Five of the school's administrators operate out of a humble, white building with a green awning on Chicago Street, the main strip in downtown Rossville, which looks like an abandoned Hollywood set of a small town. Their office, which consists of five computers, copiers and a fax machine, is in the back of a store that sells silver wands, incense and colored candles wrapped in spells.
Attached to the story is a decent video that does a good job of putting names with faces. This was the future of journalism 10 years ago. It's great to see it in practice.
The Wiccans' side of the story isn't entirely ignored. They get their quotes in there, but this story is definitely less about them than about the town's residents.
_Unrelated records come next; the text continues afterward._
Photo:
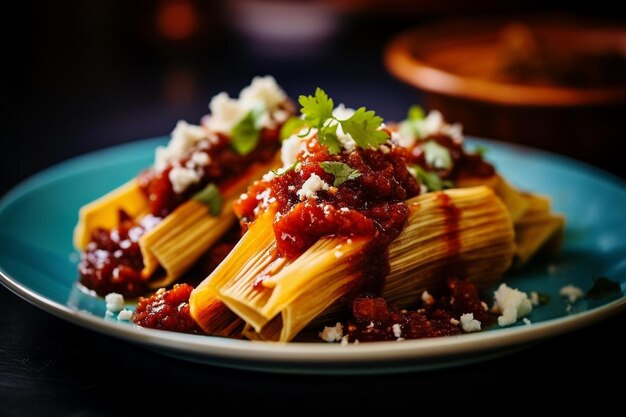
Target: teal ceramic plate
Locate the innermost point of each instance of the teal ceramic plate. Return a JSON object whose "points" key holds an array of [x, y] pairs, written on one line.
{"points": [[38, 263]]}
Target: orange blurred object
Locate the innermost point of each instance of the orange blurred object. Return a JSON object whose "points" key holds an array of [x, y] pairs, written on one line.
{"points": [[177, 19], [553, 83]]}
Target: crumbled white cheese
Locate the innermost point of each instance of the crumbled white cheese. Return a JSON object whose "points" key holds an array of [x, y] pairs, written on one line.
{"points": [[200, 158], [534, 298], [469, 323], [432, 124], [264, 91], [290, 149], [181, 178], [332, 334], [263, 96], [269, 176], [571, 292], [311, 186], [184, 137], [114, 302], [427, 298], [343, 113], [397, 330], [125, 315], [512, 304]]}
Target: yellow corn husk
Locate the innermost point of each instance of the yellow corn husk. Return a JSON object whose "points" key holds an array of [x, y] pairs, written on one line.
{"points": [[216, 318], [481, 250], [177, 242], [512, 198], [104, 212], [538, 230], [294, 294]]}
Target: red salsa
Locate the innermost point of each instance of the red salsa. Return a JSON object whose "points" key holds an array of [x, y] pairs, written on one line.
{"points": [[463, 164], [112, 261], [373, 320], [370, 205], [167, 310]]}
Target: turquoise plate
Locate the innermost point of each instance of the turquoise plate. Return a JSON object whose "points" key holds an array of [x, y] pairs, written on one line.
{"points": [[38, 262]]}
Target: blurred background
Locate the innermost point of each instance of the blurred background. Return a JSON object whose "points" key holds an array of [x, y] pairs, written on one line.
{"points": [[88, 75]]}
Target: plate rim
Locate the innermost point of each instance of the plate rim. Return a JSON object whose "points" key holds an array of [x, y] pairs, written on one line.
{"points": [[304, 353]]}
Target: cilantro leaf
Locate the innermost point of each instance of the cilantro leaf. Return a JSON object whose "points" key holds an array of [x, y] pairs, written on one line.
{"points": [[281, 171], [342, 172], [291, 127], [363, 127], [431, 180], [416, 113], [245, 134], [327, 136], [318, 109], [211, 197], [437, 156]]}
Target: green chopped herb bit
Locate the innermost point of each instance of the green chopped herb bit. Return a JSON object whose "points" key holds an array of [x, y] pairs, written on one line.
{"points": [[211, 197], [411, 127], [246, 134], [362, 126], [603, 287], [291, 127], [281, 171], [481, 150], [437, 156], [342, 172], [431, 180]]}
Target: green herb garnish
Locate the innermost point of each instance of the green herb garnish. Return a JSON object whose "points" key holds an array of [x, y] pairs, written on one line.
{"points": [[437, 156], [481, 150], [281, 171], [411, 127], [603, 287], [431, 180], [362, 126], [342, 172], [291, 127], [246, 134], [210, 196]]}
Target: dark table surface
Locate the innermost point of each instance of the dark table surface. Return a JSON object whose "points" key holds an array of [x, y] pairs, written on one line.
{"points": [[86, 84]]}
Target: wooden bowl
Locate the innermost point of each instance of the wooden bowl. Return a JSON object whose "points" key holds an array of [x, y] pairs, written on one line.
{"points": [[457, 67]]}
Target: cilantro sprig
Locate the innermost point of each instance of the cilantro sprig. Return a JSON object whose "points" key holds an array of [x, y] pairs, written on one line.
{"points": [[362, 126], [342, 172]]}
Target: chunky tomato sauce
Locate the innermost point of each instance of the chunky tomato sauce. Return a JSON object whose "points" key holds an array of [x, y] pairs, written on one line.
{"points": [[463, 164], [370, 205], [224, 166], [373, 320], [112, 261], [167, 310]]}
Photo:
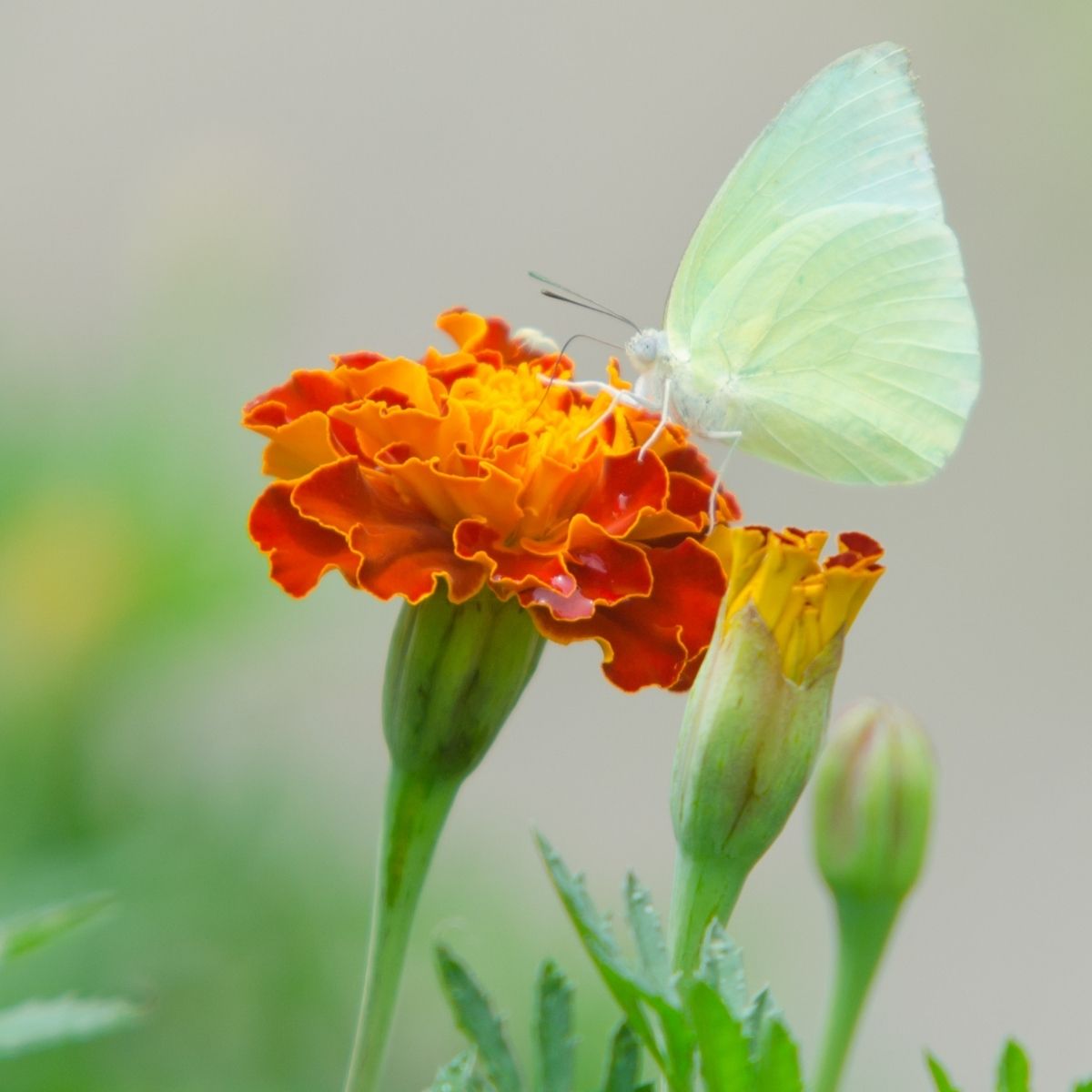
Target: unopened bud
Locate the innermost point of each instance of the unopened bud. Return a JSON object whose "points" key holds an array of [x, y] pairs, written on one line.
{"points": [[874, 795]]}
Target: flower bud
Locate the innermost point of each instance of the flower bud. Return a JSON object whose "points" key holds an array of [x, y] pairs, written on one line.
{"points": [[748, 743], [454, 672], [758, 710], [874, 794]]}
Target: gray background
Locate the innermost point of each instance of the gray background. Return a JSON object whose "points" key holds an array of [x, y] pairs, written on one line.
{"points": [[329, 177]]}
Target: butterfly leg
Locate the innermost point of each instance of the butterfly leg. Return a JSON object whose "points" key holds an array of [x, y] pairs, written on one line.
{"points": [[662, 424], [616, 397], [731, 440]]}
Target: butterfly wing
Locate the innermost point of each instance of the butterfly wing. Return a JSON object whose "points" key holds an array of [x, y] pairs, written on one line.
{"points": [[850, 345], [807, 370]]}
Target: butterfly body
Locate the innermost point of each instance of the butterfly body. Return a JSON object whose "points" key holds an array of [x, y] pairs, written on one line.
{"points": [[820, 316], [703, 399]]}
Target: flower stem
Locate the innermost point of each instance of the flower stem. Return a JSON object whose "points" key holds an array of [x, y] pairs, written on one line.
{"points": [[864, 928], [703, 889], [418, 807]]}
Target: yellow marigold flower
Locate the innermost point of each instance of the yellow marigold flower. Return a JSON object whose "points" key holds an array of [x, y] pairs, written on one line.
{"points": [[758, 709], [804, 603]]}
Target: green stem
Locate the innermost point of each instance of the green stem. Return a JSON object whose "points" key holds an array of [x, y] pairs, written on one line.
{"points": [[863, 928], [703, 889], [416, 809]]}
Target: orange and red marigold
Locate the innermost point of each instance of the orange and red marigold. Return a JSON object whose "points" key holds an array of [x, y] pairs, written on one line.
{"points": [[467, 467]]}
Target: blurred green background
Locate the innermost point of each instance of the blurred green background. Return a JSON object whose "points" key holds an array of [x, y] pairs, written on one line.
{"points": [[199, 197]]}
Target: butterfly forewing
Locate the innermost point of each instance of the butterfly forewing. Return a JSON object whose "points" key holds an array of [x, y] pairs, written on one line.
{"points": [[824, 285]]}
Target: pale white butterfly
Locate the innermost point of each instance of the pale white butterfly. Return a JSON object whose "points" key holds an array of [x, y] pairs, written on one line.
{"points": [[820, 318]]}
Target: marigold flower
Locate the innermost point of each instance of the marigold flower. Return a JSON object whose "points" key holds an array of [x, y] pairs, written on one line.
{"points": [[804, 603], [758, 710], [465, 467]]}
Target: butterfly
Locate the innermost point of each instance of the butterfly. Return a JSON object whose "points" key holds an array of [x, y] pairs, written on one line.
{"points": [[820, 317]]}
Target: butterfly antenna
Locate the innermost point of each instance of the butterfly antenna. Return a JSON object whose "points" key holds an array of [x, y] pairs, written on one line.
{"points": [[557, 363], [579, 300]]}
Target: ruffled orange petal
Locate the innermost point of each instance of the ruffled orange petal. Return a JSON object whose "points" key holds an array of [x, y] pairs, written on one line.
{"points": [[656, 640], [300, 551]]}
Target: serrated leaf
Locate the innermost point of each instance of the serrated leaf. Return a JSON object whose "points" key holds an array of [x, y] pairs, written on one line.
{"points": [[478, 1022], [1014, 1074], [623, 1065], [649, 937], [35, 1025], [33, 931], [722, 966], [779, 1066], [554, 1030], [457, 1075], [939, 1077], [599, 943], [762, 1016], [628, 987], [725, 1058]]}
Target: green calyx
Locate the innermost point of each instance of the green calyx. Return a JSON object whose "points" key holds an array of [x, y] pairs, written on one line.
{"points": [[454, 672], [747, 747], [748, 743]]}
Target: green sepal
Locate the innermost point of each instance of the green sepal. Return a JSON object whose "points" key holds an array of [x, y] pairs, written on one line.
{"points": [[623, 1064], [778, 1068], [554, 1030], [476, 1020], [725, 1058], [39, 927], [721, 965], [1014, 1074], [36, 1025]]}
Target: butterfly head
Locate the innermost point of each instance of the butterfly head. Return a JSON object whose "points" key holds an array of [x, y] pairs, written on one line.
{"points": [[648, 349]]}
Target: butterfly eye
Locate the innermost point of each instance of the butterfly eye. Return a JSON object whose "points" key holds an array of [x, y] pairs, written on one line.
{"points": [[642, 350]]}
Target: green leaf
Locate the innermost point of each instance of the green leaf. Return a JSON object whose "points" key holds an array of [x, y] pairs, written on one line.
{"points": [[475, 1019], [456, 1076], [722, 966], [554, 1030], [651, 947], [629, 988], [1014, 1074], [762, 1016], [725, 1059], [28, 932], [939, 1077], [599, 943], [779, 1066], [35, 1025], [623, 1066]]}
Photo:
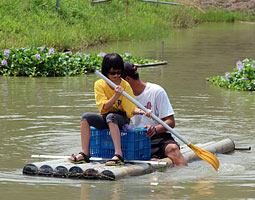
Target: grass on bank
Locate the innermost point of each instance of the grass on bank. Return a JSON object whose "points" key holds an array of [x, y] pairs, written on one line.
{"points": [[79, 24]]}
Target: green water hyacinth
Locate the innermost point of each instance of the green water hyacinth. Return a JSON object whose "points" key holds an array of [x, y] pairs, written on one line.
{"points": [[45, 62], [242, 77]]}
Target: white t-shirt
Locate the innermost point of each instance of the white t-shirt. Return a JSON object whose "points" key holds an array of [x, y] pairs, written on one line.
{"points": [[155, 98]]}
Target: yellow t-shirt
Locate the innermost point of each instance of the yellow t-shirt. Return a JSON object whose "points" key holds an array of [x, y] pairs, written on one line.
{"points": [[104, 92]]}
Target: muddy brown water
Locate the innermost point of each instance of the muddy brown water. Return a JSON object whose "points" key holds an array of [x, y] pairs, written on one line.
{"points": [[42, 116]]}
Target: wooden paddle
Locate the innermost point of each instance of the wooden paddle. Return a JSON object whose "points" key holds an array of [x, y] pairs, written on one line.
{"points": [[203, 154]]}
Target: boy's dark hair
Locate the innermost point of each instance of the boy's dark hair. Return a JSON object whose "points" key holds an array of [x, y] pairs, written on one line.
{"points": [[130, 70], [114, 61]]}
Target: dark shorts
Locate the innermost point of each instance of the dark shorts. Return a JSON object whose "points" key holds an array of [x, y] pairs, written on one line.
{"points": [[159, 143], [100, 121]]}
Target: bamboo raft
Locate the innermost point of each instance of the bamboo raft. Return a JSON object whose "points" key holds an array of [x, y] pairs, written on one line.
{"points": [[63, 168]]}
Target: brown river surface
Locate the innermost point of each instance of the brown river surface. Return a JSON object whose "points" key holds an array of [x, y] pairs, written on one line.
{"points": [[42, 116]]}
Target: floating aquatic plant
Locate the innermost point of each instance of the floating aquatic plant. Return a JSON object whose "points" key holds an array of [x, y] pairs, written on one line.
{"points": [[44, 62], [241, 78]]}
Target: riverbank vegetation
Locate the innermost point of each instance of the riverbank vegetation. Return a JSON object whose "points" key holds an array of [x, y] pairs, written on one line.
{"points": [[79, 24], [241, 78], [44, 62]]}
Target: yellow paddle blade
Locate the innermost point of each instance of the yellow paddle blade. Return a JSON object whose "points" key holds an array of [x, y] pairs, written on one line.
{"points": [[206, 155]]}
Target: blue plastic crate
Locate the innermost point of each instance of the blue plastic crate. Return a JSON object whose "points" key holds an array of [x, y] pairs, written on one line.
{"points": [[134, 144]]}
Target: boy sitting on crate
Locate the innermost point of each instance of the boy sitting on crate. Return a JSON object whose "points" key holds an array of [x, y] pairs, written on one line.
{"points": [[115, 110]]}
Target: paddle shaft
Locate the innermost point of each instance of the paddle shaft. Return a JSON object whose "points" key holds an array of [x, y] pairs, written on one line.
{"points": [[137, 103]]}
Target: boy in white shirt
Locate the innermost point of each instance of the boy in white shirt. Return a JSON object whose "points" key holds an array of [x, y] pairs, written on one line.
{"points": [[154, 97]]}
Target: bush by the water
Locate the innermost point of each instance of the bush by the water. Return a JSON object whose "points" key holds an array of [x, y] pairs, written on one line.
{"points": [[43, 61], [242, 77]]}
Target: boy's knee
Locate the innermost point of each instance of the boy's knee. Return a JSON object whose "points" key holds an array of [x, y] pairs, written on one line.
{"points": [[85, 116], [111, 118], [172, 149]]}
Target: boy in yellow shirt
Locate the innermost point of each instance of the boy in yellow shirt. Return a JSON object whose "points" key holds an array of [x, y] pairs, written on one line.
{"points": [[115, 110]]}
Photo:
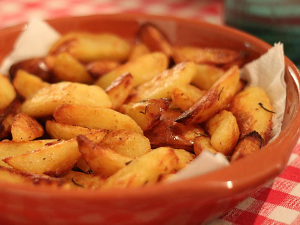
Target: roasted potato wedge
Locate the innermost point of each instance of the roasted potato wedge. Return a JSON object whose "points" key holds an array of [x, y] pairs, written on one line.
{"points": [[103, 161], [46, 100], [144, 170], [67, 68], [137, 51], [94, 117], [216, 56], [146, 113], [216, 99], [65, 131], [28, 84], [185, 96], [126, 142], [87, 47], [53, 160], [119, 90], [25, 128], [142, 69], [248, 144], [206, 76], [224, 132], [253, 111], [162, 85], [11, 148], [7, 92], [98, 68], [83, 180], [154, 39]]}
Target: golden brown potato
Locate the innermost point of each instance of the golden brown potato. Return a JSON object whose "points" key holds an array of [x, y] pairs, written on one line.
{"points": [[144, 170], [18, 177], [119, 90], [7, 92], [137, 51], [185, 96], [98, 68], [224, 132], [11, 148], [253, 111], [162, 85], [154, 39], [126, 142], [65, 131], [142, 69], [87, 47], [247, 145], [67, 68], [27, 84], [83, 180], [25, 128], [103, 161], [216, 99], [94, 117], [170, 133], [206, 76], [202, 142], [217, 56], [46, 100], [146, 113], [53, 160]]}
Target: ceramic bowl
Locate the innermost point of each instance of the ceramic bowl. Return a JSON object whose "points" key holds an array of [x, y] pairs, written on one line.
{"points": [[192, 201]]}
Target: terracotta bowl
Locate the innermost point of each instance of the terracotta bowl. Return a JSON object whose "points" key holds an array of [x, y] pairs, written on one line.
{"points": [[192, 201]]}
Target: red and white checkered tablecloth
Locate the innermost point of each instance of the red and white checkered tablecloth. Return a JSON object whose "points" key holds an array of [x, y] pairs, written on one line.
{"points": [[276, 203]]}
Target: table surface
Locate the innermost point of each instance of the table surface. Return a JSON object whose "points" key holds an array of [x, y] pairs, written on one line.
{"points": [[278, 202]]}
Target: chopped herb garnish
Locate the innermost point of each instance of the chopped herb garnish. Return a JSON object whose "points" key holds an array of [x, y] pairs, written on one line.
{"points": [[261, 105]]}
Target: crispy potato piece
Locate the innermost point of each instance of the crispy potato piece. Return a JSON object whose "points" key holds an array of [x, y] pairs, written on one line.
{"points": [[89, 47], [154, 39], [206, 76], [142, 69], [11, 148], [25, 128], [94, 117], [126, 142], [217, 56], [65, 131], [224, 132], [18, 177], [6, 118], [216, 99], [7, 92], [184, 158], [170, 133], [98, 68], [103, 161], [40, 67], [54, 160], [253, 111], [144, 170], [119, 90], [146, 113], [185, 96], [27, 84], [249, 144], [203, 142], [137, 51], [45, 101], [162, 85], [67, 68], [82, 180]]}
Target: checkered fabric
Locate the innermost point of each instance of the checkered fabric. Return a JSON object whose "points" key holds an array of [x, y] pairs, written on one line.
{"points": [[276, 203]]}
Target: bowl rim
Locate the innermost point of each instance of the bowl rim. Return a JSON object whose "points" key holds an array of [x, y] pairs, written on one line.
{"points": [[208, 183]]}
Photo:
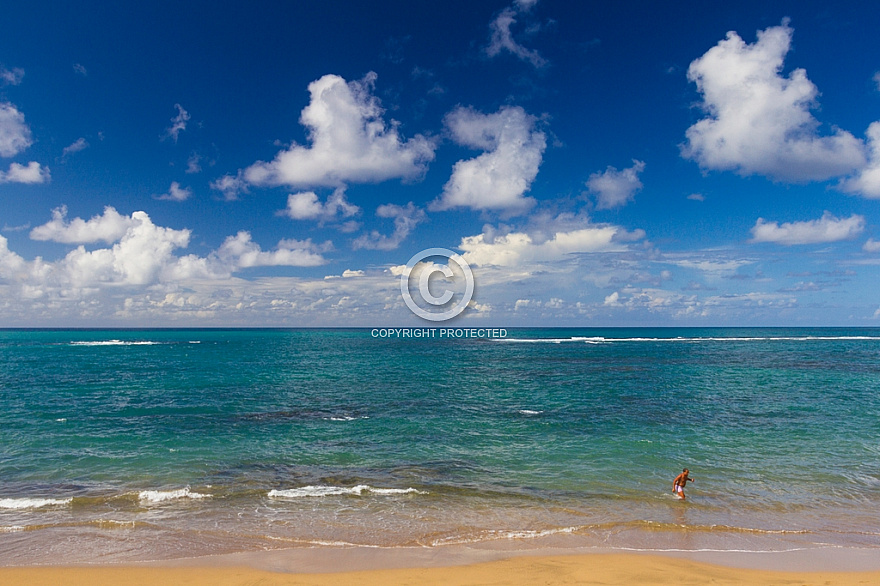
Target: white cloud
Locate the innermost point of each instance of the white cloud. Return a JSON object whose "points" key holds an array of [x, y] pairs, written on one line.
{"points": [[406, 218], [867, 182], [11, 265], [229, 186], [11, 76], [615, 188], [193, 164], [306, 205], [178, 123], [498, 178], [612, 300], [760, 122], [350, 142], [519, 248], [108, 227], [176, 193], [32, 173], [826, 229], [240, 251], [142, 252], [15, 136], [501, 38], [77, 146]]}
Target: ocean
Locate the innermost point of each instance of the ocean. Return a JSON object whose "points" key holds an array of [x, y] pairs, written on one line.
{"points": [[129, 445]]}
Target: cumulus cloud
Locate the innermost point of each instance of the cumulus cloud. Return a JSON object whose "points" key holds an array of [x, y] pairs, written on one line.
{"points": [[759, 122], [193, 164], [142, 254], [306, 205], [615, 188], [867, 181], [31, 173], [350, 142], [826, 229], [178, 123], [78, 145], [501, 36], [498, 178], [406, 218], [108, 227], [11, 76], [518, 248], [136, 259], [176, 193], [240, 251], [15, 136], [230, 186]]}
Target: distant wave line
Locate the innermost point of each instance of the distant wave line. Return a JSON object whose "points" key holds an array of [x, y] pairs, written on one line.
{"points": [[603, 340]]}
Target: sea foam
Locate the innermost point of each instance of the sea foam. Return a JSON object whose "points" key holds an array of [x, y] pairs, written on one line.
{"points": [[32, 503], [160, 496], [360, 489]]}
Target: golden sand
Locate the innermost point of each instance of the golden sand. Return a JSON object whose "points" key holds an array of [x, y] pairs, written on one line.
{"points": [[605, 569]]}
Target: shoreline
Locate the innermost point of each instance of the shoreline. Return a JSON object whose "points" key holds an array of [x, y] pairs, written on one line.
{"points": [[428, 566], [331, 559]]}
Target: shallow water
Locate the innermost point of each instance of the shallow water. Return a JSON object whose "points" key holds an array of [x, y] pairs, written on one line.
{"points": [[151, 444]]}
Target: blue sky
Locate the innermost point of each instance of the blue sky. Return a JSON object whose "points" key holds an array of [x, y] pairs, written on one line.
{"points": [[597, 164]]}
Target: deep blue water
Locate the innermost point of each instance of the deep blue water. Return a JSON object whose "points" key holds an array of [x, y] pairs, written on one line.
{"points": [[138, 444]]}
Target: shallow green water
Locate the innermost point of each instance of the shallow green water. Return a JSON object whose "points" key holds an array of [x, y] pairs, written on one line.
{"points": [[159, 443]]}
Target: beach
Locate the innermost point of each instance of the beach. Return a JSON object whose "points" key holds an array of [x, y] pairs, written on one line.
{"points": [[604, 569]]}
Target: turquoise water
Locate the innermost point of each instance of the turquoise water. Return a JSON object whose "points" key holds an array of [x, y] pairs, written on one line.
{"points": [[145, 444]]}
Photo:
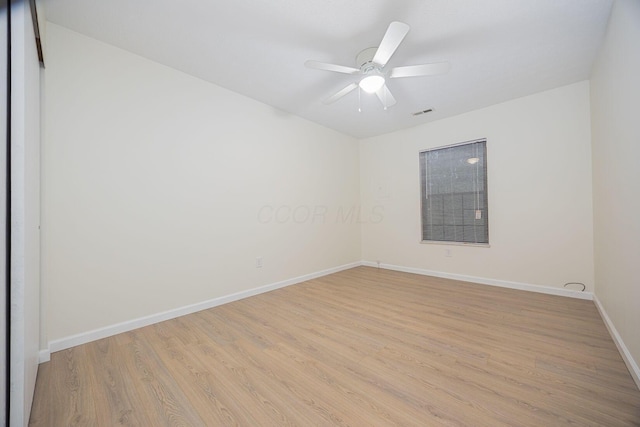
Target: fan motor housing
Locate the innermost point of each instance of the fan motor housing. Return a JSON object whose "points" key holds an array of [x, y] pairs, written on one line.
{"points": [[364, 60]]}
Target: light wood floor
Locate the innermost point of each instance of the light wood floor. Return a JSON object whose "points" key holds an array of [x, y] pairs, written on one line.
{"points": [[364, 347]]}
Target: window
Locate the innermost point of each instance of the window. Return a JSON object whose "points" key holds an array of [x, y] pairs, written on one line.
{"points": [[453, 182]]}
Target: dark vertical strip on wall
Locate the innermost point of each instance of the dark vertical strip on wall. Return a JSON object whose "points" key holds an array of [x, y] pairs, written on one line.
{"points": [[7, 278]]}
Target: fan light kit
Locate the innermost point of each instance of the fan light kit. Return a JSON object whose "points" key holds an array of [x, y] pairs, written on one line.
{"points": [[371, 63]]}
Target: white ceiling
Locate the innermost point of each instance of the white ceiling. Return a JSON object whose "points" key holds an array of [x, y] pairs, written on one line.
{"points": [[498, 49]]}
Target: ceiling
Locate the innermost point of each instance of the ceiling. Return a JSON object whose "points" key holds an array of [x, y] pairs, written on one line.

A reader of ours, Christopher, mentioned in a note to us that the story is largely about a community dealing with "economic decline, arson, and drugs."
Megan Twohey, the reporter on this story, delves into the background of the Wiccan group. They left Chicago in search of cheaper rents and headed for small-town America. They moved to Rossville after a "lynch mob" drove them out of another town, and now they're dealing with hostile neighbors once again. And by the way, Rossville's downtown probably doesn't look as much like a Hollywood set than, um, a downtown of an average Midwestern small city. (Since when does a Hollywood set make a better illustration than real life?)
A lot of this reminds me of the "pentancle wars" that the Department of Veterans Affairs dealt with over that last few years.
The story ends up being about how the Bible Belt responds to outsiders and less about what Wiccans believe. There are references to their beliefs, but there is little mention that Wiccans represent a very diverse group of traditions. From what I understand, Wicca isn't exactly some strange East Coast religion that Middle America knows nothing about. Middle America is where Wicca has quite a number of followers, depending on how you count them, but that doesn't mean they're always accepted, as we see in this story.
This story had only broad, unsubstantiated estimates on the number of Wiccans. The general point of the story is about whether other religions are tolerated in the heartland. As Christopher said in his note, "the story is really about the local Christian community" and Wiccans are "little more than a foil for the community's fears and anxieties."